Brainstorming and considering ideas / designs

I continued to think about common scenarios for interaction in a SmartElevator which include changing the elevator music, controlling the floor numbers, talking with other people, and being in a full elevator. I also looked at all the different types of elevators that exist and seeing what they can be used for. I decided to keep the trigger word of "Ok Ele" and use the camera to detect presence since timing is very important for the interaction. I don't want the elevator to not be able to deliver the punchline for the jokes / riddles scenario if the user gets off at an earlier floor. Also for crowded elevators, users would have to speak one at a time so the elevator could understand the user. Some of the benefits of voice commands in an elevator include contactless interaction (germ free!) and being good for crowded elevators so people don't have to shuffle around.

Some of the other related ideas that I considered include the following:

  • Telling jokes or proposing ice breaker questions in the elevator
  • Play song of the day
  • Full elevators mean that the elevator should not stop at any more floors
    • Can automatically sense this based on the person counter script or approximate by counting the number of floors pressed (going up) or how many floors you stopped at on the same trip (going down)
    • Special users can say specific things to skip intermediate floors (eg management, VIPs)
    • Management can override at peak usage times
  • App to tell users what floor the elevator is on
    • Note: Might have to open a local WiFi network to stream data locally since the Pi might not be able to connect to the internet inside the elevator
  • Limiting the number of stops or just passively counting the number of stops throughout the day
  • Making emergency calls (Fireman service)
  • Surprise me mode / Berserk mode
  • 20 Questions game
  • Reading the time out loud

Revised / new storyboards, verplank diagrams, and dialogues

Part 2 Storyboard 1

Part 2 Verplank 1

Part 2 Dialogue 1

Part 2 Storyboard 2

Part 2 Verplank 2

Part 2 Dialogue 2

Part 2 Storyboard 3

Part 2 Verplank 3

Part 2 Dialogue 3

Part 2 Storyboard 4

Part 2 Verplank 4

Part 2 Dialogue 4

Prototype your system

The system should:

  • use the Raspberry Pi - Yes I have used the Pi.
  • use one or more sensors - Yes I have used the Gesture sensor and the Camera.
  • require participants to speak to it - Yes, Participants will speak with it.

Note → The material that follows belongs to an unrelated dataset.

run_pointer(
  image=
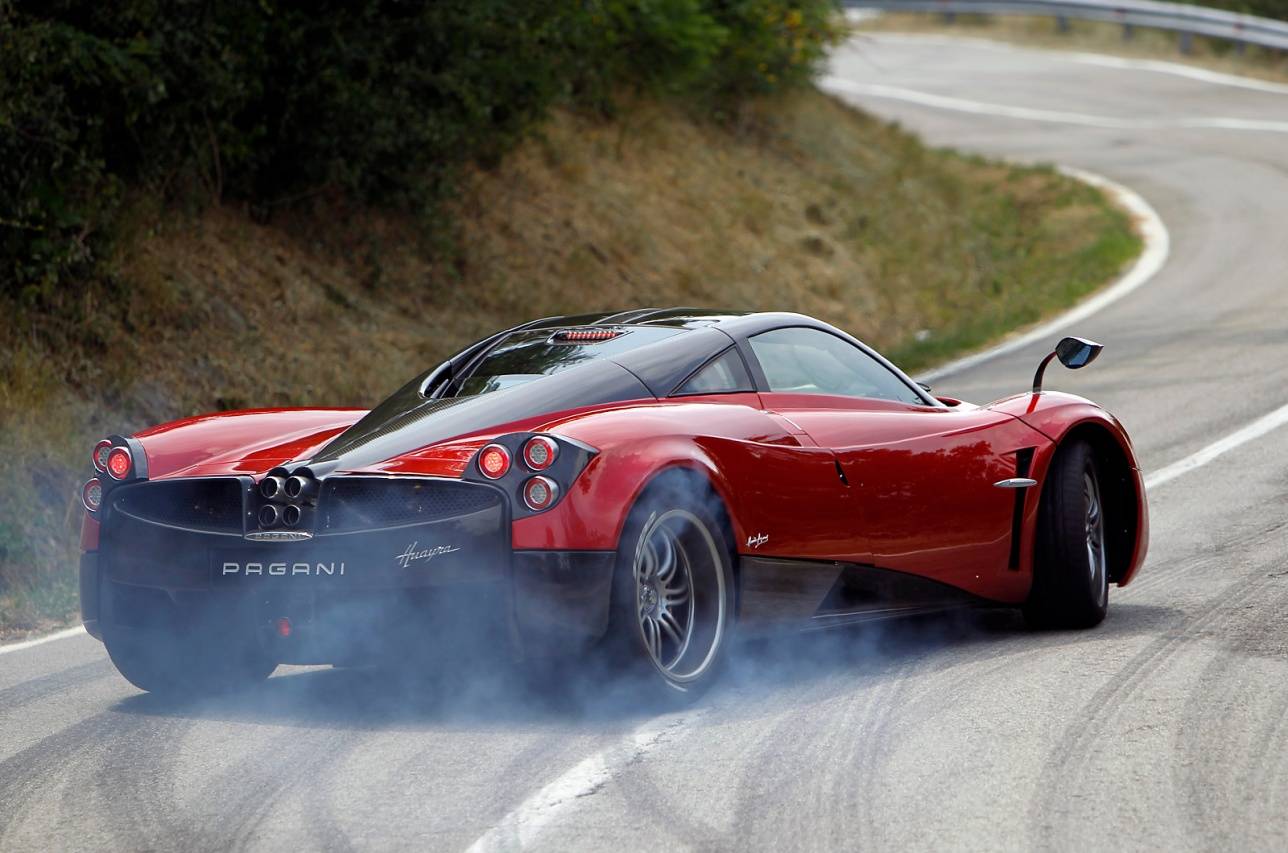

Document how the system works

Communication of the Idea

The interaction starts off with a user entering the elevator and saying "ok ele" to wake the elevator. Then the elevator will ask how it can help the user, to which the user may reply "Play music", "Select floor", or "Tell me a joke". If the user selects music, the elevator will read off the 3 songs of the day and ask the user to select the desired song number. If the user selects floor, the elevator will ask for floor number on repeat (to collect all the floor numbers) until all the users have been exhausted and then it will confirm all the floors. If the user selects tell me a joke, the elevator will read off a randomized joke and then wait a few seconds and give the answer. This process continues on while the elevator is working. Additionally, the smart elevator will detect if there are a lot of people in the elevator and if so it will enter an "express-mode" and not stop at intermediate floors unless requested. Please see the following two sections for the technical accomplishments and the testing videos for each of the scenarios.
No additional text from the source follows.